Wednesday, March 25, 2009
Almost locked up in Barbados Pt. 6
Seldom in my life have I been on Broad Street, the main thoroughfare in Bridgetown, at 8 a.m. I was surprised by the sparseness of population at that time of the day.
However, the people I met along the way were incredibly cordial. Many said, "Good morning, sir." One fruit vendor waved and shouted from the opposite side of the street, "Have a good day, boss."
Buoyed up a little by this spontaneous show of friendliness, a few minutes later I happened to glance at a mirrored door and saw a man in a dark blue suit wearing smart-looking sunglasses with a briefcase in one hand and a folded umbrella in the other, looking strikingly distinguished.
There is a nice looking man, I thought and then shockingly realised that I was seeing myself in the mirror. I looked important, like, in the local parlance, a 'Big Up', and the people I was passing on the street seemed to think so too. The temptation to indulge in a moment of narcissism was oh so strong but my growing nervousness about the task at hand kept my eyes grounded on the sidewalk in front of me.
When I arrived at District 'A' police station and inquired about the location of the traffic court, the Security Guard at the entrance gate, who was stopping everyone in front of me and seeking details of their reason for being there, simply waved me on by pointing to the direction of the court building.
The summons had ordered me to be at court at 9 a.m . It was not yet 8:30 and the doors of the court were still securely shut. Some people were sitting on the benches in the vicinity while others were going into and coming from the nearby Registrar's office.

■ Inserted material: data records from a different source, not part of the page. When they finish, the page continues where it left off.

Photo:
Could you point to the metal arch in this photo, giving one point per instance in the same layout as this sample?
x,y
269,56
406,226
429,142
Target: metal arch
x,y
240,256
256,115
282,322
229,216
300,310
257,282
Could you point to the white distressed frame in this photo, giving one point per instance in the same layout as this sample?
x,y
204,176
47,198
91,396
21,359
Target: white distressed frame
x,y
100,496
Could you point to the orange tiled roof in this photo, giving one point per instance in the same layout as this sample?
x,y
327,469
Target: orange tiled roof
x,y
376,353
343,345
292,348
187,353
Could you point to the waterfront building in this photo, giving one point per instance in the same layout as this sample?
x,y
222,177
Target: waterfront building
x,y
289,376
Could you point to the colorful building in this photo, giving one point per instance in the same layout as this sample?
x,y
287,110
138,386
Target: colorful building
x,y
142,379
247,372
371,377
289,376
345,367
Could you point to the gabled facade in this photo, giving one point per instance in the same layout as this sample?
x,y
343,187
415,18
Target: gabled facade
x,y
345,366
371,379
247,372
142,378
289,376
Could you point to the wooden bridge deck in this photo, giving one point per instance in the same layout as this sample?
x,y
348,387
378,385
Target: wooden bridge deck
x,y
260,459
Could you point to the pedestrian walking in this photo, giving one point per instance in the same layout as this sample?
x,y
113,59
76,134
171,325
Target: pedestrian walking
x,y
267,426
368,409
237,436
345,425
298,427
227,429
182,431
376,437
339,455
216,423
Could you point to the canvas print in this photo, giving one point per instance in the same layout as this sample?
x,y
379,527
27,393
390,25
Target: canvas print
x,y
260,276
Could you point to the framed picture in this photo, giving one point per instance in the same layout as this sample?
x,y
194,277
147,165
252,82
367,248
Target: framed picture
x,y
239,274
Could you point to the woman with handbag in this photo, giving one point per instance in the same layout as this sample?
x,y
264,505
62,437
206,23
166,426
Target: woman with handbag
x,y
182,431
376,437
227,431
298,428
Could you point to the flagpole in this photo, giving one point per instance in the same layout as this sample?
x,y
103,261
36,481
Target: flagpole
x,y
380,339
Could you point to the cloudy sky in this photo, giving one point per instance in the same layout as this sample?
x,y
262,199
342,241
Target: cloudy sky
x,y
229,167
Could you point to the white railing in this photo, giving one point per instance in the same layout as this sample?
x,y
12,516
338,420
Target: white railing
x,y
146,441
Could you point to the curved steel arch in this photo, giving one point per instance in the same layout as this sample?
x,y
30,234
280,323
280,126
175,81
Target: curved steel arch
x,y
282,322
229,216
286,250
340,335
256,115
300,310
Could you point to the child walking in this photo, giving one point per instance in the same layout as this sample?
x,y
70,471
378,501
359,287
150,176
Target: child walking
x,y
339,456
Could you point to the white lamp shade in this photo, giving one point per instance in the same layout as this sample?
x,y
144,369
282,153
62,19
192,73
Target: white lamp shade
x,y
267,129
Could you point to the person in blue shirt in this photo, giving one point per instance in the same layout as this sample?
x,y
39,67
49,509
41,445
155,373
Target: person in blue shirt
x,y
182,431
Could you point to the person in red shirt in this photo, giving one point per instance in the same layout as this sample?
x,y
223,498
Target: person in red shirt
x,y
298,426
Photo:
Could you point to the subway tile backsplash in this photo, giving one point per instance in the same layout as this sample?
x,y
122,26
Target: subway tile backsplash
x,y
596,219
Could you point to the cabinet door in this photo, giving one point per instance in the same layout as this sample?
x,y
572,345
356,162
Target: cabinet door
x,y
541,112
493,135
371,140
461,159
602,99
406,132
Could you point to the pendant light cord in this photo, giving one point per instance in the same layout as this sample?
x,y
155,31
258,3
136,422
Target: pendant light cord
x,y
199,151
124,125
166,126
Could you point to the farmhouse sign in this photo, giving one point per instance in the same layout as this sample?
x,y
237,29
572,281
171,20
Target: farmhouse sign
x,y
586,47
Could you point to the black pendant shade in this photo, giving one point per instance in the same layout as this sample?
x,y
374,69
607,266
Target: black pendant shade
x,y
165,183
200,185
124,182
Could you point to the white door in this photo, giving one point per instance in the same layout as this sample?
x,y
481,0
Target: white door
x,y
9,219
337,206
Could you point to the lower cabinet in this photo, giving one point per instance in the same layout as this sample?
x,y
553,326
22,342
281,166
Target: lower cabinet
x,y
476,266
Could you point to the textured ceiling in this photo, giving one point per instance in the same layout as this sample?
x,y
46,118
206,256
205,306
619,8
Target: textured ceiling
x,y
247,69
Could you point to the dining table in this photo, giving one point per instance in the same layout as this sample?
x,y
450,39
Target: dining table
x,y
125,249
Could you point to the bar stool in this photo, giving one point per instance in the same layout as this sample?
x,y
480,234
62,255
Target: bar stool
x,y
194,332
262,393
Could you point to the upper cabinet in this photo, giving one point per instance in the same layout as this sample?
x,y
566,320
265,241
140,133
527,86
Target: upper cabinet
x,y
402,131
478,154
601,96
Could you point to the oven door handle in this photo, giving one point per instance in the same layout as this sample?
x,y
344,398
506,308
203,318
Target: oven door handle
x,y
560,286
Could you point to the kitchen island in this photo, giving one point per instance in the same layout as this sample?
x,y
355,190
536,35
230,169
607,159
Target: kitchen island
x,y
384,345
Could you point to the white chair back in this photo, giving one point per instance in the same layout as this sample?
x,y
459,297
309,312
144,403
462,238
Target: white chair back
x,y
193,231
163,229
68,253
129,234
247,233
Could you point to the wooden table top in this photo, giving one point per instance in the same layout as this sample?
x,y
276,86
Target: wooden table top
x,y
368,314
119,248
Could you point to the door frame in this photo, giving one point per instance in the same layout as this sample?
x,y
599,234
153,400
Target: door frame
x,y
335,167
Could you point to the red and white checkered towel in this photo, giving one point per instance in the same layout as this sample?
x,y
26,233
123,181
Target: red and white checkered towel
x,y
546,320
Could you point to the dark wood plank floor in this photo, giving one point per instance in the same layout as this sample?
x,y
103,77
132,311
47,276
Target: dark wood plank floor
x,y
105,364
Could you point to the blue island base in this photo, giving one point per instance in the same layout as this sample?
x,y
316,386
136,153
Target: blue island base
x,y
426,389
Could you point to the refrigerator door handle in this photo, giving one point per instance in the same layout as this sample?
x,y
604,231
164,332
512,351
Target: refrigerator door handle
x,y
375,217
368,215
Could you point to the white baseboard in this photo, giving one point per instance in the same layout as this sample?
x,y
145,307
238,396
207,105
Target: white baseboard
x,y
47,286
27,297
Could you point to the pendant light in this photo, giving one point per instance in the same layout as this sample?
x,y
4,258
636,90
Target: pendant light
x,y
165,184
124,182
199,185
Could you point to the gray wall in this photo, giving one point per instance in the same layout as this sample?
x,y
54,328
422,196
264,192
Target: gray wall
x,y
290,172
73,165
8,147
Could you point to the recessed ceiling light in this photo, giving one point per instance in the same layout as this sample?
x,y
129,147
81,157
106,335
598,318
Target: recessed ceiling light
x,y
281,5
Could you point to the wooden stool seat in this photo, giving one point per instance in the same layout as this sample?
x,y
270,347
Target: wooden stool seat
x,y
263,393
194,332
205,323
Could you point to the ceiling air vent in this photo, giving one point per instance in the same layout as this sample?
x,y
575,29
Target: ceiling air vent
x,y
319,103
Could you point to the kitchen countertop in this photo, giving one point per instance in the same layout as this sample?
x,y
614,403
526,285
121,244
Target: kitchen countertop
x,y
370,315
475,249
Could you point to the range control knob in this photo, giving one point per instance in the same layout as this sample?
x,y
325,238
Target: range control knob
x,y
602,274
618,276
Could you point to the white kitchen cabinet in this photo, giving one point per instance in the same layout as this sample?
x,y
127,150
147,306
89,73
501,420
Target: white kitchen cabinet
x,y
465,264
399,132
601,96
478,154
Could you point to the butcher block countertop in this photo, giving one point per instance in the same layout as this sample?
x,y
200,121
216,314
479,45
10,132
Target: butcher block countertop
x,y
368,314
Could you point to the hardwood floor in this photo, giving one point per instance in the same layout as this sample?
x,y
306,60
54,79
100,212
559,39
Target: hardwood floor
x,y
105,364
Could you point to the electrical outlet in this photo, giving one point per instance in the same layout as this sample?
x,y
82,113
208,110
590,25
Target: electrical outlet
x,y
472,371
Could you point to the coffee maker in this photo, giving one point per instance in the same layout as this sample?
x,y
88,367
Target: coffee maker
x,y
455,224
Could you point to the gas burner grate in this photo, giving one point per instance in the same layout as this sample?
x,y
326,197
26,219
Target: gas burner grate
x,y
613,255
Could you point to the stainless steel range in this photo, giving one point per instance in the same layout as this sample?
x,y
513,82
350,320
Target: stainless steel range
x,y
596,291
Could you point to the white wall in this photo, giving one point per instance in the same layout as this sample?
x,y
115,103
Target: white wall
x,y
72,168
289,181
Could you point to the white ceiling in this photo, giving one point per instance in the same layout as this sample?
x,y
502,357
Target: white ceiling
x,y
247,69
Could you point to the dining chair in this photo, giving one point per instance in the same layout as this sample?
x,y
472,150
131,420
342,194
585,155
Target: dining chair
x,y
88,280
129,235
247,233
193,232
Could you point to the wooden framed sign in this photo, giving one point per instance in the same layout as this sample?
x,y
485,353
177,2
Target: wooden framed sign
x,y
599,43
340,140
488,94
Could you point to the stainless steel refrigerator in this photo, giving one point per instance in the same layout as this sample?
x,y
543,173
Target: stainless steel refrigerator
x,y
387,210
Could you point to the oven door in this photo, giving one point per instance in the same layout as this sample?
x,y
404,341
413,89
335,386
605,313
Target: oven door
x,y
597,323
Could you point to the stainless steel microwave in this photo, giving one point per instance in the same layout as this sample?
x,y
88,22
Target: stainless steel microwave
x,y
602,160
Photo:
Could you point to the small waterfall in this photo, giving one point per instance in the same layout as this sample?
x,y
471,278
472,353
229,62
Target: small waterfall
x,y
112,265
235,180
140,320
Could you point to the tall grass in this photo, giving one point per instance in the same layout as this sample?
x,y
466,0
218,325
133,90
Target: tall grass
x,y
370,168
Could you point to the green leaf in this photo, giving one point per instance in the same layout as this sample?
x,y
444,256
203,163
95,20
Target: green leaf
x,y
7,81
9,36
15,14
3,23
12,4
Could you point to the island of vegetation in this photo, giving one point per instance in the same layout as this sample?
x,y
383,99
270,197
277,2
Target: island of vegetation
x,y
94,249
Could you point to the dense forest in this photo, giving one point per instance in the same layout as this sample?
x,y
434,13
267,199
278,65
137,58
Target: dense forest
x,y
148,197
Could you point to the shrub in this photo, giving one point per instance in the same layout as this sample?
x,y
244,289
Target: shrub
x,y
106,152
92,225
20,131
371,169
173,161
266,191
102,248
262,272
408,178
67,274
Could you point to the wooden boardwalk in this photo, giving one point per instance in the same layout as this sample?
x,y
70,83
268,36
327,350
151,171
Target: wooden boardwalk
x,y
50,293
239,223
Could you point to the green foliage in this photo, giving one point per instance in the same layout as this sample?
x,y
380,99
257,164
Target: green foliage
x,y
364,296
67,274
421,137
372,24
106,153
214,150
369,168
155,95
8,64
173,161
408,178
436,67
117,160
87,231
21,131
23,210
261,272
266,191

Looking around me I noticed that almost no one was formally dressed and in the next half hour as I stood there, I began to realise that the only persons who were dressed in suits and ties were lawyers (I recognised a number of them), judges (arriving in expensive-looking cars) and I. Had the summons-deliverer, whose advice it was to dress up, played a practical joke on me? I was beginning to think so and immediately vowed that there would be no mangoes for him.
To relieve the monotony of waiting, I walked slowly back to the entrance of the station compound and stood about ten yards away from the security guard who was still stopping and interrogating those who sought entrance. Moments later a man, seemingly in his fifties, came up to me and inquired if the court was already open.
I said, "I don't think so."
Then he asked, "Is Pilgrim (a well-known defence lawyer) over there yet?"
I said, "I don't know."
He hesitated for a few seconds and then asked, "How busy are you going to be today?"
I replied, "I have no idea how long I'm going to be in court."
He looked a bit disappointed and asked, "You think you might have time to help me out?"
Confused by this question, I asked, "How can I help you out?"
He said, "Well, my lawyer is out of the island and I have to appear in court later this week. Could you help me?"
"I'm not a lawyer," I responded.
" You're not?" His mouth (not a small one) fell open at the thought. "Well, you look like a lawyer."
"Sorry, but I am not," I said with a smile but unsure whether I should have been flattered or embarrassed.
He turned away with a frustrated look which seemed to ask, " Well, what are you doing here dressed up like a lawyer and fooling people like me?" He left grumbling to himself and I was sure that I overheard the words " fraud" and "trickster" as the distance between him and me quickly got greater.